The 90-9-1 rule was created for the public internet—but what about communities and collaboration platforms inside companies? I would expect the ratio of knowledge contributors to consumers to be higher in the relatively “safe” space behind the corporate firewall. The data from APQC’s Promoting KM and Making It Stick research proves out that theory.
What the Data Says
This month’s Knowledge Management Metric shows the average breakdown of enterprise KM participants across four categories:
- Passive participant: joins groups or reads content, but does not actively contribute
- Occasional contributor: joins groups or reads content and infrequently contributes
- Frequent contributor: routinely posts to groups and repositories
- Leaders/advocate: leads groups or meetings and actively encourages peers to contribute
For the average organization, a majority of KM participants are passive, and an additional 19 percent contribute only occasionally. Things are not as dire as the 90-9-1 rule might imply. But nonetheless, a relatively small subsection of the user base (27 percent) supply the bulk of the knowledge—and by extension, the value—to KM tools and approaches.
Obviously, KM teams could hugely expand the reach and impact of the communities and collaboration sites they support by nudging some passive and occasional participants to become frequent contributors, leaders, and advocates. But how?
Convert KM Passive Consumers to Active Contributors
There are many ways to get employees more engaged in KM, but one I’d like to highlight is the Working Out Loud methodology pioneered by John Stepper, who will be speaking at APQC’s APQC’s upcoming KM Conference. I recently had the pleasure of interviewing John about what it means to “work out loud” and how KM teams might use his technique to increase collaboration and proactive knowledge sharing inside their organizations.

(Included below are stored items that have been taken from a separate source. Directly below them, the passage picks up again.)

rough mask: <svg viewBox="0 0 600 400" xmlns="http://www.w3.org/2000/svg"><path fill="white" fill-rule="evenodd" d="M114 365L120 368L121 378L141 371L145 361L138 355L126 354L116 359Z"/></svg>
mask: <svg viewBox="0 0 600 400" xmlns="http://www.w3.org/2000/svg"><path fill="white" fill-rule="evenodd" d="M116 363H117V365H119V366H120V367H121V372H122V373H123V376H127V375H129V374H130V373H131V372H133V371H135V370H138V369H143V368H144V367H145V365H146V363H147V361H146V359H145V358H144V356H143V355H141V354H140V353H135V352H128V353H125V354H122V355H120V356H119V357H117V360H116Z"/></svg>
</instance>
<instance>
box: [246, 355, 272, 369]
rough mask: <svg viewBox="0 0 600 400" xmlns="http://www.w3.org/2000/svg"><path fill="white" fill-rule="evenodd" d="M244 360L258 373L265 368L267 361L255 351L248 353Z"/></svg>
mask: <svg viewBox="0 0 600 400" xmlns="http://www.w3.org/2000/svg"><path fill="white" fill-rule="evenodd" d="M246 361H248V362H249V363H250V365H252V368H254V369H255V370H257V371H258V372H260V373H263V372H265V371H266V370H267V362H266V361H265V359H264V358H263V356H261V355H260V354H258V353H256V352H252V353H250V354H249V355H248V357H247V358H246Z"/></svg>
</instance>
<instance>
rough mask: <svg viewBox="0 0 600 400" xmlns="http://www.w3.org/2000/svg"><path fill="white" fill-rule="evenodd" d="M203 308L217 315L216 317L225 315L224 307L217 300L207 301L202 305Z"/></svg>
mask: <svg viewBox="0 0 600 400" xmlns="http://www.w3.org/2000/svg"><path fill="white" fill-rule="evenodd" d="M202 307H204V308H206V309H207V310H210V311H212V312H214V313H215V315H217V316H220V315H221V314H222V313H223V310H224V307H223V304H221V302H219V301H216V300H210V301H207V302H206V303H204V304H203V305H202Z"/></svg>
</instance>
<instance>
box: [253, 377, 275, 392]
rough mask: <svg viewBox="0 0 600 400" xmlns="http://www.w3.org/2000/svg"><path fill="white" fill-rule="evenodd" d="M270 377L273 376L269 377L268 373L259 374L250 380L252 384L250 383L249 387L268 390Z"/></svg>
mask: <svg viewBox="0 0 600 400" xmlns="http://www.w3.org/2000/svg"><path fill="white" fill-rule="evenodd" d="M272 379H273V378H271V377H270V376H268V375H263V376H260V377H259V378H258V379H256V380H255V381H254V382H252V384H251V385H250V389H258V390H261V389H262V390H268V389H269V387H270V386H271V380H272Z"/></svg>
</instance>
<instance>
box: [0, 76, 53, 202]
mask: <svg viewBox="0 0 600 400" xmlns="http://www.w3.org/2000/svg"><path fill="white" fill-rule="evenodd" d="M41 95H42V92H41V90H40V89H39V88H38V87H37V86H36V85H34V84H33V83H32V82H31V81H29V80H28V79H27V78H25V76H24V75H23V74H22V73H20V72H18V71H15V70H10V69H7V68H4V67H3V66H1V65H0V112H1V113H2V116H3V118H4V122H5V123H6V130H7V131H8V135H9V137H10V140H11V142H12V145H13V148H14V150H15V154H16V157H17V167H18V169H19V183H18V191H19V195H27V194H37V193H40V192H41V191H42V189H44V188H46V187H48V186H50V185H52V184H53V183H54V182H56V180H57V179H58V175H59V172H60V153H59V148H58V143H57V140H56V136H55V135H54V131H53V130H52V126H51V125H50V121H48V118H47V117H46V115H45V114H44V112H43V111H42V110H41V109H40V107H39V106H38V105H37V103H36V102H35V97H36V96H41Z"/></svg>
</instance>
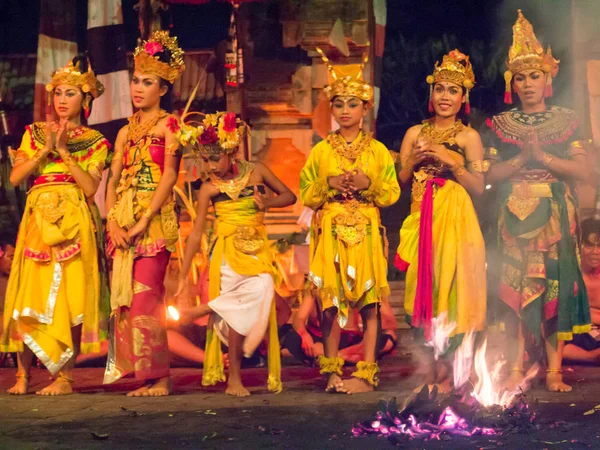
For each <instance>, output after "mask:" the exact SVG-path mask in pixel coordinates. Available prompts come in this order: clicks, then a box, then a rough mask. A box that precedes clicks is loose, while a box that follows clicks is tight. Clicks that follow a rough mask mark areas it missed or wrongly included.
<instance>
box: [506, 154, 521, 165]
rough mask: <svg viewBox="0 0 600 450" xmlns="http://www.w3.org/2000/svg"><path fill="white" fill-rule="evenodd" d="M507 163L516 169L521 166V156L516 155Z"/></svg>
mask: <svg viewBox="0 0 600 450" xmlns="http://www.w3.org/2000/svg"><path fill="white" fill-rule="evenodd" d="M508 163H509V164H510V165H511V166H513V167H518V166H520V165H521V155H517V156H515V157H514V158H512V159H509V160H508Z"/></svg>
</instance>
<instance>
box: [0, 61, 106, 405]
mask: <svg viewBox="0 0 600 450" xmlns="http://www.w3.org/2000/svg"><path fill="white" fill-rule="evenodd" d="M85 66H87V67H85ZM46 88H47V91H48V95H49V101H52V105H53V107H54V108H53V109H54V112H55V113H56V115H57V116H58V119H59V120H58V121H57V122H54V121H49V122H46V123H34V124H32V125H30V126H28V127H27V128H26V131H25V134H24V136H23V141H22V143H21V146H20V147H19V151H18V152H17V158H16V162H15V166H14V168H13V170H12V172H11V175H10V181H11V183H12V184H13V185H15V186H17V185H19V184H20V183H21V182H22V181H23V180H26V179H27V178H28V177H29V176H30V175H35V176H36V179H35V182H34V186H33V188H32V189H31V190H30V191H29V194H28V196H27V205H26V207H25V213H24V214H23V218H22V220H21V225H20V228H19V238H18V242H17V248H16V251H15V257H14V261H13V265H12V270H11V274H10V279H9V283H8V288H7V291H6V303H5V309H4V336H3V337H2V343H1V346H0V348H1V349H2V351H4V352H19V353H18V355H19V356H18V365H19V368H18V372H17V383H16V384H15V385H14V386H13V387H12V388H11V389H9V391H8V392H9V393H10V394H25V393H27V389H28V386H29V369H30V367H31V360H32V356H33V354H34V353H35V355H36V356H37V358H38V359H39V360H40V361H41V362H42V363H44V365H45V366H46V368H47V369H48V370H49V371H50V373H51V374H52V376H53V377H54V378H55V379H54V381H53V382H52V384H50V385H49V386H48V387H46V388H44V389H42V390H41V391H39V392H38V394H40V395H63V394H70V393H72V392H73V390H72V383H73V378H72V369H73V366H74V361H75V356H76V354H77V353H78V351H81V352H83V353H94V352H99V351H100V343H99V341H100V337H99V308H100V306H99V297H100V278H99V270H98V250H97V245H96V244H97V243H96V237H95V232H96V229H95V226H94V223H93V218H92V215H91V213H90V208H89V206H88V201H89V202H92V203H93V196H94V194H95V193H96V190H97V188H98V186H99V184H100V179H101V174H102V170H103V169H104V165H105V163H106V160H107V157H108V150H109V144H108V141H107V140H106V139H105V138H104V136H102V134H100V133H99V132H97V131H95V130H92V129H90V128H87V127H85V126H83V125H81V112H82V109H83V110H85V111H86V116H87V113H88V112H89V107H90V102H91V100H92V98H97V97H98V96H100V95H101V94H102V92H103V91H104V88H103V86H102V84H101V83H100V82H99V81H98V80H97V79H96V77H95V75H94V73H93V72H92V69H91V67H90V66H89V61H87V59H83V58H79V57H76V58H74V59H73V61H72V62H70V63H69V64H68V65H67V66H66V67H65V68H63V69H59V70H57V71H56V72H55V73H54V74H53V75H52V80H51V82H50V83H49V84H48V85H46Z"/></svg>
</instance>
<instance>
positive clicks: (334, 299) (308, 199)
mask: <svg viewBox="0 0 600 450" xmlns="http://www.w3.org/2000/svg"><path fill="white" fill-rule="evenodd" d="M356 168H361V169H362V170H363V172H364V173H365V174H366V175H367V176H368V177H369V179H370V180H371V185H370V187H369V189H367V190H365V191H362V192H360V193H358V194H356V195H355V196H353V197H351V198H344V197H343V196H342V195H341V194H340V193H338V192H337V191H335V190H334V189H331V188H330V187H329V184H328V181H327V180H328V178H329V177H333V176H338V175H341V174H342V173H343V170H347V171H351V170H354V169H356ZM399 196H400V187H399V185H398V180H397V178H396V171H395V169H394V162H393V160H392V157H391V156H390V153H389V151H388V149H387V148H386V147H385V146H384V145H383V144H382V143H381V142H379V141H376V140H375V139H373V138H372V137H371V135H370V134H366V133H364V132H362V131H361V132H360V133H359V135H358V136H357V138H356V139H355V140H354V141H353V142H352V143H351V144H346V142H345V141H344V139H343V138H342V137H341V135H340V134H339V133H331V134H330V135H329V136H328V137H327V139H325V140H323V141H321V142H320V143H318V144H317V145H316V146H315V147H314V148H313V149H312V151H311V153H310V156H309V158H308V161H307V162H306V165H305V166H304V168H303V169H302V172H301V173H300V198H301V200H302V203H303V204H304V205H305V206H308V207H309V208H311V209H313V210H315V211H316V212H317V214H315V217H314V218H313V227H312V228H311V233H312V234H311V252H310V274H309V279H310V281H311V282H312V283H314V284H315V285H316V286H317V288H318V289H319V291H320V292H321V300H322V302H323V309H327V308H330V307H333V306H335V307H337V308H338V322H339V323H340V326H342V327H343V326H344V325H345V324H346V322H347V320H348V309H349V308H350V307H356V308H359V309H361V308H363V307H364V306H366V305H369V304H373V303H377V302H379V301H380V300H381V298H382V297H384V296H386V295H387V294H389V285H388V282H387V260H386V255H385V246H386V245H385V230H384V229H383V227H382V226H381V221H380V219H379V210H378V208H380V207H386V206H390V205H392V204H394V203H395V202H396V201H397V200H398V197H399Z"/></svg>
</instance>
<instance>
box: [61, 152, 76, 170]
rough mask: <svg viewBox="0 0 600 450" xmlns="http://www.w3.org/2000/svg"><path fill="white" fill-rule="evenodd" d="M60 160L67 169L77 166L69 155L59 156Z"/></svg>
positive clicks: (71, 157) (72, 158) (69, 155)
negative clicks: (67, 167)
mask: <svg viewBox="0 0 600 450" xmlns="http://www.w3.org/2000/svg"><path fill="white" fill-rule="evenodd" d="M61 158H62V160H63V162H64V163H65V164H66V165H67V167H75V166H77V165H78V164H77V161H75V159H74V158H73V157H72V156H71V155H69V154H67V155H65V156H62V155H61Z"/></svg>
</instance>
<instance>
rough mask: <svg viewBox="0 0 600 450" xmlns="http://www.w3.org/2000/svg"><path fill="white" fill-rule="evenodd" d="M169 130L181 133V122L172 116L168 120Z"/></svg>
mask: <svg viewBox="0 0 600 450" xmlns="http://www.w3.org/2000/svg"><path fill="white" fill-rule="evenodd" d="M167 128H168V129H169V131H170V132H171V133H175V132H177V131H179V122H178V121H177V119H176V118H175V117H174V116H170V117H169V119H168V120H167Z"/></svg>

The goal of Working Out Loud is to help people ease into collaboration and experience its benefits quickly and consistently so that, over time, it becomes a habit. The methodology focuses on forming “circles,” small groups of four or five people who meet for an hour a week over the course of 12 weeks. Stepper has developed guides for each week with exercises to help participants identify their personal collaboration goals, develop trusted relationships, and practice collaborative behaviors.

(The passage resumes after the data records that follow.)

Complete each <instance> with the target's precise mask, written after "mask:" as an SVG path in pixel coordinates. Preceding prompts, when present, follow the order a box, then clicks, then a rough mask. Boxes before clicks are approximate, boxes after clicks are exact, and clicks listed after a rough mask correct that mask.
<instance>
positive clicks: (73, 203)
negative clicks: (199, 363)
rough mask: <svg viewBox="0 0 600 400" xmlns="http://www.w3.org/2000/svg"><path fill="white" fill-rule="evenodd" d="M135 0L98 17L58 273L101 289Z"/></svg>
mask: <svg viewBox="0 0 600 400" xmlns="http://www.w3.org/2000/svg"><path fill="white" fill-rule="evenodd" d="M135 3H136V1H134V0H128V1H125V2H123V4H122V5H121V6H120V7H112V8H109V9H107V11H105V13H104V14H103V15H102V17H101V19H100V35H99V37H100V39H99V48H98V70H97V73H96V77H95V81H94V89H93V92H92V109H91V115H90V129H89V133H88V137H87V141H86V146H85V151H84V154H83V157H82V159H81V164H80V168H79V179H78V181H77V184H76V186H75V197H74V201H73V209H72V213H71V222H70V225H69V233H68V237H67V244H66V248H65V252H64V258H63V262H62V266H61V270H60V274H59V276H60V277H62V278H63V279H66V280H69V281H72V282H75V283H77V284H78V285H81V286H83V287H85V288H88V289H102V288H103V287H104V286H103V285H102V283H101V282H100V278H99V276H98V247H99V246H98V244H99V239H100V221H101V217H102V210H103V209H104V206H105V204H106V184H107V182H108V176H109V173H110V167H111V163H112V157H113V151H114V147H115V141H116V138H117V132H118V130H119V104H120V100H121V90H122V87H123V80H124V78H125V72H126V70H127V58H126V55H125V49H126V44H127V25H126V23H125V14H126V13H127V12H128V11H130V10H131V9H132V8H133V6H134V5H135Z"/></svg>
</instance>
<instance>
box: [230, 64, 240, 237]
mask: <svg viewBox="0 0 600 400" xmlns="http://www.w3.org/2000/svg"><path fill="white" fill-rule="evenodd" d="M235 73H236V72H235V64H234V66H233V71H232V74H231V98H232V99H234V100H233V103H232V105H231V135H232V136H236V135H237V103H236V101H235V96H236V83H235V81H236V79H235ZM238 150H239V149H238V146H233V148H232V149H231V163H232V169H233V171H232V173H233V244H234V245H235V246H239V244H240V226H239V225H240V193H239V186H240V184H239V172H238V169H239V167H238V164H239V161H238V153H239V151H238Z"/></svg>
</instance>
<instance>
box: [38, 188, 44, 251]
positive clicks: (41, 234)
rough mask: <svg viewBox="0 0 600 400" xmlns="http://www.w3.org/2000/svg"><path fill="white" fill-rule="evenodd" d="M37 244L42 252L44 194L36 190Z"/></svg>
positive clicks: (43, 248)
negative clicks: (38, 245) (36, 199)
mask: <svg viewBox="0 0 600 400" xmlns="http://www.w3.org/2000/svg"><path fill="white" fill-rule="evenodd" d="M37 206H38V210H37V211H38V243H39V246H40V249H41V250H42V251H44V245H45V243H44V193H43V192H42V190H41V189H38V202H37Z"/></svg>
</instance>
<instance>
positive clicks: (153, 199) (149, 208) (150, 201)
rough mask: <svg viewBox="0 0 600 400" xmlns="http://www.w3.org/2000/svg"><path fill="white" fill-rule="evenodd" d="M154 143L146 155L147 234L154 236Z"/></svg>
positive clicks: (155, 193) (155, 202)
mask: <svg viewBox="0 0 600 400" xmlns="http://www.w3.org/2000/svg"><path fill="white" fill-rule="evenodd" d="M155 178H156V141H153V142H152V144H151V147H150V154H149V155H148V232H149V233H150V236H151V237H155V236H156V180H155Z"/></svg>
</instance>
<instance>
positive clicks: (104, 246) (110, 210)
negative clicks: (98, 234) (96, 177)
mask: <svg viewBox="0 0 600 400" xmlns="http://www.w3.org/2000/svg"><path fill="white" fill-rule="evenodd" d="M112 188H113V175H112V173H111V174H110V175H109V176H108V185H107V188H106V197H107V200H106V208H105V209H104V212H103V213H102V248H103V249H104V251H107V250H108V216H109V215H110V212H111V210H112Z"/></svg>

When asked how Working Out Loud could help KM, John explained that circles provide a safe space for people to experience open collaboration and become comfortable putting themselves out there. “As a natural by-product of this way of working, you’re making your own work visible, and you’re also more curious and searching for the work of others. It makes people much more engaged because they have this intrinsic connection to more people at the company at a variety of levels.”
And the engagement benefits are amplified if you form Working Out Loud circles in conjunction with a KM approach like communities of practice. “You can think of Working Out Loud as a compliment to your community structure. What it does is give people shared accountability, time, and a process for making contributions about something they care about. I see it as a nice way to boost not so much community membership, but meaningful activity within the community.”
Stepper’s advice to KM professionals interested in using Working Out Loud is to try it themselves. Form a circle inside the KM group or with other interested colleagues or contacts, test out the benefits, and scale from there. To get us started, he will be walking conference attendees through the process of setting up and participating in a circle during his keynote on May 2.